Le frisson glacé qui coula dans sa colonne vertébral le paralysa un instant. Venait-elle vraiment de dire que c'était finit ? Elle ne l'aimait plus ? Il tourna lentement son visage vers la Favolas et sa mâchoire se crispa lorsqu'il vit qu'elle ne le regardait même pas. Si Edward n'aimait pas une chose – parmi tant d'autre – c'était qu'on ne le regarde pas dans les yeux lorsqu'on lui parlait. Et pire, lorsqu'on lui disait quelque chose qui ne lui plaisait pas. Colérique jusqu'au sang, Edward s'approcha brusquement de la Favolas et la força à la regarder. Cette dernière du s'accrocher au dossier de son siège pour ne pas tomber contre Edward. Sa mâchoire était compressée entre l'étau de la main droite du garçon et elle commençait à la lancer.
« Redis-le »
« Te dire quoi ? » gémit la Favolas en essayant d'enlever la main d'Edward. Ce dernier enferma deux doigts de la main de la Favolas dans la sienne et la força à le fixer.

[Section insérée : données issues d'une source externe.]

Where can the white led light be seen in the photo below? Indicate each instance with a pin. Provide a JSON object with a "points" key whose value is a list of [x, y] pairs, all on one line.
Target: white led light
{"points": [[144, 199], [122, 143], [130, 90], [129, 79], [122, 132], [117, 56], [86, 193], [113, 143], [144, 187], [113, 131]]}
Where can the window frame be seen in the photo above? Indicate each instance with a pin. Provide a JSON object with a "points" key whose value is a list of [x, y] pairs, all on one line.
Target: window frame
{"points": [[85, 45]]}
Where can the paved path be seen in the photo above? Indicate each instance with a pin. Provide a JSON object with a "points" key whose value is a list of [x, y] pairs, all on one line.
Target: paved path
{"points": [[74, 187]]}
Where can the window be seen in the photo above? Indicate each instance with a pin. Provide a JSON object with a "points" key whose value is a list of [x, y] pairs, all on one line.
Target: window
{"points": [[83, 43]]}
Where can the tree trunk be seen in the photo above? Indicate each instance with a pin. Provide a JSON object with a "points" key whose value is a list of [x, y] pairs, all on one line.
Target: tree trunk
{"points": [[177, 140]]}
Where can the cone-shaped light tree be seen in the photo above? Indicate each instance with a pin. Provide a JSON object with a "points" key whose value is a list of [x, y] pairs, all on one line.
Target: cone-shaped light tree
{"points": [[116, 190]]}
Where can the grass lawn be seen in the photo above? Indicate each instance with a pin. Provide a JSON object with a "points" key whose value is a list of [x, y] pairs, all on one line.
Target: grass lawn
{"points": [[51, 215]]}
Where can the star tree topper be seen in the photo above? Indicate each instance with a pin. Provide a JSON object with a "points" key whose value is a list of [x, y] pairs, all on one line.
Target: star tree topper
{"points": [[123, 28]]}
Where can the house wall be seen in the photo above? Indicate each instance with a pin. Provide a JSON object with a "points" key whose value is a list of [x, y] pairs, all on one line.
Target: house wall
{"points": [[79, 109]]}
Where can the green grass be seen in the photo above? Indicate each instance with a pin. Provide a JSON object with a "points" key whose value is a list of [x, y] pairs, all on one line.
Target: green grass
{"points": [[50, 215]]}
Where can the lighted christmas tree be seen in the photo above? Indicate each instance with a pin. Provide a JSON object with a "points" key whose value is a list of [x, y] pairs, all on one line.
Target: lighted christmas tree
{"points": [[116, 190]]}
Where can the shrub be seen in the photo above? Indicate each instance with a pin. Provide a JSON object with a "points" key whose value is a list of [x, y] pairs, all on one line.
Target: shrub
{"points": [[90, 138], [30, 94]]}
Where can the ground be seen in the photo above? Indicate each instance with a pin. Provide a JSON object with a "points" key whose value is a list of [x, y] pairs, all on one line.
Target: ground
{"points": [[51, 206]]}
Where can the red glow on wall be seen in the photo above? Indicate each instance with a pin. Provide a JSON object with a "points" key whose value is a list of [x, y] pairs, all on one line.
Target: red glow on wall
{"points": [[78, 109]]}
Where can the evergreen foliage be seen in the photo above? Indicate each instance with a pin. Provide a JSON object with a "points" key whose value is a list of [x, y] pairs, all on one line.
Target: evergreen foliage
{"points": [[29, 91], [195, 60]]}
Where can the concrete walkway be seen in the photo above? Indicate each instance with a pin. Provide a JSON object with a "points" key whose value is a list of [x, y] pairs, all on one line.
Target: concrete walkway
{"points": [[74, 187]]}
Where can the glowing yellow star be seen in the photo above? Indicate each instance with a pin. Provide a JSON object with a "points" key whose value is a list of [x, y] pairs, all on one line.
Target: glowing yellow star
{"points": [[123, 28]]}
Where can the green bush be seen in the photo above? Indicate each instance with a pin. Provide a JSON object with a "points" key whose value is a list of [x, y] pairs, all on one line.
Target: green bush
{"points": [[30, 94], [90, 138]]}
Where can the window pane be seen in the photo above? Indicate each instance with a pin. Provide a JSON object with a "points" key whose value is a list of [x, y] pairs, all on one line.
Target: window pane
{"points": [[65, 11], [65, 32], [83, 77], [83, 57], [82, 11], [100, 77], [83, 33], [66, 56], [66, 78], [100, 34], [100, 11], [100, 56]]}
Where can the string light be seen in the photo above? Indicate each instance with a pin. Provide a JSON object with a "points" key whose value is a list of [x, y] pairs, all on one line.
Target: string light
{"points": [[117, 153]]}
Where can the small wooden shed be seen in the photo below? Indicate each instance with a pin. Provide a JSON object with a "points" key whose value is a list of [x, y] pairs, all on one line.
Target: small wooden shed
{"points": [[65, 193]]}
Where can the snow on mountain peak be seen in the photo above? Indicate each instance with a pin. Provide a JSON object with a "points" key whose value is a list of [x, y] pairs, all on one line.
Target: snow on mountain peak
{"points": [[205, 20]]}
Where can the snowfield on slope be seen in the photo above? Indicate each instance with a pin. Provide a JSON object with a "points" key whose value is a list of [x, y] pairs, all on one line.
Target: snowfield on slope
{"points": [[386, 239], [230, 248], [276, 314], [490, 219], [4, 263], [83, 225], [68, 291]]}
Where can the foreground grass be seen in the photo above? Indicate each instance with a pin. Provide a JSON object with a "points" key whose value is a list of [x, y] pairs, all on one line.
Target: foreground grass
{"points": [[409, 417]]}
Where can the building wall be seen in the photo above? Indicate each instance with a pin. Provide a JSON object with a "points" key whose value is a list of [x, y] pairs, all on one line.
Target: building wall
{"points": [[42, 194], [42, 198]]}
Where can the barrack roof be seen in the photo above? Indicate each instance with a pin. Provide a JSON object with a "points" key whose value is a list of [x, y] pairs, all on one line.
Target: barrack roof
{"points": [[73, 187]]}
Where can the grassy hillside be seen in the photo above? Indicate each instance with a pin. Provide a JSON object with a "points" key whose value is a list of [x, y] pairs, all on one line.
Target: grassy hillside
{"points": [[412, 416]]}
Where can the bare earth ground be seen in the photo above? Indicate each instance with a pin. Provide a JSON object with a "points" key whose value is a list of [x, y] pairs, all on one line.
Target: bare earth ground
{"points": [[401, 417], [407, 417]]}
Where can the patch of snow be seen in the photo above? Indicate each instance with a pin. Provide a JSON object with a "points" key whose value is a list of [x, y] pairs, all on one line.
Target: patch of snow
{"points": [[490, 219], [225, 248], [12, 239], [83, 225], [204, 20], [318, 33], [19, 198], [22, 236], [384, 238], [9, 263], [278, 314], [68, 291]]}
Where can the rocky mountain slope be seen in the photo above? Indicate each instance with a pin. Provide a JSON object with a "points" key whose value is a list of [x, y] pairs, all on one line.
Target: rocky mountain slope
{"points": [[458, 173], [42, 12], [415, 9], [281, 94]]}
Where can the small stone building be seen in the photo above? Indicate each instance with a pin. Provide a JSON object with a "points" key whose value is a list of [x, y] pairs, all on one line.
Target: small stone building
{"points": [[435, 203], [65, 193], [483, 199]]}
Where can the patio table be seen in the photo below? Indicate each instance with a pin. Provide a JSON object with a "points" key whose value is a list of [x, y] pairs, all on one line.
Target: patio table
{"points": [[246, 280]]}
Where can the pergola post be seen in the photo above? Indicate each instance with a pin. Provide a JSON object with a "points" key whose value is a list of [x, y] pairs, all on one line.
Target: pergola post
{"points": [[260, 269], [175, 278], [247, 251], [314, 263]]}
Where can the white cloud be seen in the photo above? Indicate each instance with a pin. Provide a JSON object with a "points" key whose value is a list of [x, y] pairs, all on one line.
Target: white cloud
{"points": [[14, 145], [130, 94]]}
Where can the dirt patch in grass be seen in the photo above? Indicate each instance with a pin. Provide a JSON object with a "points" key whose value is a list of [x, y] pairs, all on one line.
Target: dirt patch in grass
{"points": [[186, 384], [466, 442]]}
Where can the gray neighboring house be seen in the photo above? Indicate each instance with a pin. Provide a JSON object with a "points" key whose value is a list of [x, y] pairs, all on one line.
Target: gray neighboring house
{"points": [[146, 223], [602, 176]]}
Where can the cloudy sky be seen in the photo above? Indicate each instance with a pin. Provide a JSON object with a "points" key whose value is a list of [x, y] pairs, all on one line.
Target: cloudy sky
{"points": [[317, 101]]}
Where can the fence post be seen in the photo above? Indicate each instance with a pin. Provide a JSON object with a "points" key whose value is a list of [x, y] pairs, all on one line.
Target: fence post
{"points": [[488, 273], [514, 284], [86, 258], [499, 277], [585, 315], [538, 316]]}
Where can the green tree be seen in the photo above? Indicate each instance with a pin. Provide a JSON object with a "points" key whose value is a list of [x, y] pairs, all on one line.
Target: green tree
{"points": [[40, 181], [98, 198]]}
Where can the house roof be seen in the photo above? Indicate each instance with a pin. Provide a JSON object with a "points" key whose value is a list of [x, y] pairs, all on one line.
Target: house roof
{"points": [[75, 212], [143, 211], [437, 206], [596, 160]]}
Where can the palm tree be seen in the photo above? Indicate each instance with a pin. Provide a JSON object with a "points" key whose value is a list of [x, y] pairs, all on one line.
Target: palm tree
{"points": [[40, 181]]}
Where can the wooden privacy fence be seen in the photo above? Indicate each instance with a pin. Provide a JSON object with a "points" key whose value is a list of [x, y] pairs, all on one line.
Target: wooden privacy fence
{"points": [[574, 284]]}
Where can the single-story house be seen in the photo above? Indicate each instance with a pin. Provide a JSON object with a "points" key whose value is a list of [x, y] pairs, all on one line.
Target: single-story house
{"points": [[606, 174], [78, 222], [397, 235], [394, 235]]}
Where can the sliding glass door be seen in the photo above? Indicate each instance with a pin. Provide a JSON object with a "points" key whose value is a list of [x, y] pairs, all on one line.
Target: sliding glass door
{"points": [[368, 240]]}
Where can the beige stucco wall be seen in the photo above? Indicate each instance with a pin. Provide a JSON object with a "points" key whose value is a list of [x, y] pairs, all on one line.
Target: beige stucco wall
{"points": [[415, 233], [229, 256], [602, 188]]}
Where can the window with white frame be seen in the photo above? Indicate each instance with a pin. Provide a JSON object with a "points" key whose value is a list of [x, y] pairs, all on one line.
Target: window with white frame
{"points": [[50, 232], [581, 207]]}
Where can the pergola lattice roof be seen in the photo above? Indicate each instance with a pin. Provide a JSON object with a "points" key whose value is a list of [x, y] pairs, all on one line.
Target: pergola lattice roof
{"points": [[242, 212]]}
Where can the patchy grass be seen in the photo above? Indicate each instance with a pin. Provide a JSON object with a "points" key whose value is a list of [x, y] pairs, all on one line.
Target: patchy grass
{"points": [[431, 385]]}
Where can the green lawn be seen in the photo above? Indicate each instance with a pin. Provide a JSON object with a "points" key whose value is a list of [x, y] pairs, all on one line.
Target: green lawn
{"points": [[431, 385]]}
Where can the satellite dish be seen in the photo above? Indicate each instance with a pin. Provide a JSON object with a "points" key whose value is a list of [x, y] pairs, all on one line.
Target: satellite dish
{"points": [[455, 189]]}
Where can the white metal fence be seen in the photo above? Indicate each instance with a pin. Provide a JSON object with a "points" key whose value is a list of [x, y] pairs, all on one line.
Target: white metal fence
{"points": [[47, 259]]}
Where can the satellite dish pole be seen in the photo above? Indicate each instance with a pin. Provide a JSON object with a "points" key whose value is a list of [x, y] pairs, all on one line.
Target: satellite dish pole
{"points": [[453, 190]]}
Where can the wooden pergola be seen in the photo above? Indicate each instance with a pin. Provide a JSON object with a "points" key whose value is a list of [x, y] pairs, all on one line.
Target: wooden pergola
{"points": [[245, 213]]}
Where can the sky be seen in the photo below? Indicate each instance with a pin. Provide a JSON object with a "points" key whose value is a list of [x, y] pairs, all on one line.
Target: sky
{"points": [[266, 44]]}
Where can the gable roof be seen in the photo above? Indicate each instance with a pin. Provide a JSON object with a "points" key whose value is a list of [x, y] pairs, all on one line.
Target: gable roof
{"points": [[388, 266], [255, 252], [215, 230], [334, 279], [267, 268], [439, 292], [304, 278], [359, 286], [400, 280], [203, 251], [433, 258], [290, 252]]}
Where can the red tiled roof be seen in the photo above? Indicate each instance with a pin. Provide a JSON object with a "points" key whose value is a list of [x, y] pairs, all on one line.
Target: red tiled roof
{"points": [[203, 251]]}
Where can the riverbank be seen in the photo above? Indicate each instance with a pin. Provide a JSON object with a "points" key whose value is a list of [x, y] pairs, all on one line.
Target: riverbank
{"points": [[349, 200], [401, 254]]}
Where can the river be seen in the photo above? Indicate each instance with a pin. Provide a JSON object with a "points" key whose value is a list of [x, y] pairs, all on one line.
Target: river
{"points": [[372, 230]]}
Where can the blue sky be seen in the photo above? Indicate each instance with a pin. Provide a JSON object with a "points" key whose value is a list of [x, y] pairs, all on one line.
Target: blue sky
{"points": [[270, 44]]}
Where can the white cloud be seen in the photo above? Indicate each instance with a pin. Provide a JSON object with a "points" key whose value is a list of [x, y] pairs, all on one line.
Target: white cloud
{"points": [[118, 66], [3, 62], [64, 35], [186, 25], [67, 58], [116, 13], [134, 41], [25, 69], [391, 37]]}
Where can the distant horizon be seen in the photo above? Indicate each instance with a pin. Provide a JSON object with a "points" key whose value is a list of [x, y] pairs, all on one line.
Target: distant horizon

« Dis moi que tu ne m'aimes plus et je te lâche »
« Je n'ai jamais dis que je ne t'aimais plus Edward. » souffla t-elle humiliée encore une fois de dire ce genre de truc guimauve qu'elle détestait « lâche moi maintenant tu me fais mal »
« Mais j'ai besoin de ça » chuchota t-il proche de ses lèvres « Je suis obligé de te faire mal pour que tu me dises ça. Je suis obligé de faire ça pour que tu me dises que tu tiens à moi » souffla t-il douloureusement
C'était chiant à dire. C'était chiant à avouer. Edward avait beau ne rien aimer du romantisme et de tout ce qui s'en rapprochait, à l'instar d'Isabella, il avait besoin qu'elle le rassure en lui disant qu'elle l'aimait. Parce que c'était pas facile d'être avec quelqu'un sans savoir ces sentiments à votre encontre et Edward avait au moins besoin d'être rassuré sur ça.
« C'est toi qui est partie… »
« Tu m'as insulté devant tes copains Edward. Tu as voulus coucher avec moi dans le jardin alors qu'il y'avait du monde autour… »
« J'étais défoncé » souffla Edward en s'avachissant dans son siège en passant sa main sur son visage
« C'est comme si tu m'avais pris pour ta chienne ! Je ne suis pas une chienne Edward! Je ne suis pas comme toutes ces filles que tu as pus avoir avant moi et qui te disait oui juste parce que tu claquais des doigts ! Je ne suis pas comme ça ! » S'écria la Favolas énervée qu'il ne s'excuse pas « T'es vraiment trop con » rugit elle en sortant de la voiture en laissant la portière ouverte.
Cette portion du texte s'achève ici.